Secretaries Mattis and Tillerson have sought to mitigate the crisis by emphasizing the U.S.-Qatar relationship’s benefits. Certainly, defeating ISIS and containing Iran are facilitated by the power projection coming off the runways of al-Udeid. The growing crises in the Pacific with North Korea, and potentially China, are not well-served by distraction to our focus, or drain of our resources, in the Middle East.

Still, presidential guidance prevails. President Trump last month remarked, “Qatar, unfortunately, has historically been a funder of terrorism at a very high level… We have to stop the funding of terrorism.” Indeed, he voiced the position we should have taken all along: The U.S. cannot advocate a policy of destroying ISIS and al-Qaeda, and at the same time find favor with a nation that unapologetically supports both.

So how should the U.S. approach the crisis? First, we should be pliant on the “how ” but firm on the “what” – Qatar must cease supporting terrorism.

Second, we must ensure Saudi Arabia and Egypt know we have their backs in this dispute. Middle East security is vitally dependent on the strength of our relationships with these two regional powers.

Third, we should preemptively put Iran on notice that its involvement in fundamentally intra-Arab negotiations is wholly unacceptable. As is painfully evident throughout the region, conflicts only escalate and become more intractable when Tehran participates.

Fourth, we should begin covert negotiations with GCC countries that might replace Qatar as the host of our vital military presence in the region.

Finally, we should make clear that we will reevaluate continued U.S. military sales to Qatar if it ultimately leaves the GCC.

Qatar also has a big decision to make. I know some of the country’s military leaders – wise and capable men, many of them trained in the best British and U.S. military schools. In a region where “Inshallah!” (God willing) frequently informs decision-making, they understand the value of visualizing the “endstate” in strategic planning.

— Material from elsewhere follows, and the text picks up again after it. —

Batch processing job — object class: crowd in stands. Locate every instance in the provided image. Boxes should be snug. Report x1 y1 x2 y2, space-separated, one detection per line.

They and their civilian leaders must decide what constitutes an acceptable endstate to their present predicament. Do they really want to be at odds with their traditional brethren, relegated to an unholy alliance with Iran? What could possibly be the economic, military and diplomatic advantages of continued association with a historic adversary that is both rogue state and destabilizing regional hegemon?

National pride will influence Qatar’s decision-making. Accordingly, a resumption of quiet diplomacy by all parties would best coax Doha “off the fence.” It is crucial not only to Qatar but the U.S.-led global fight against terrorism that they be encouraged to climb down on the right side.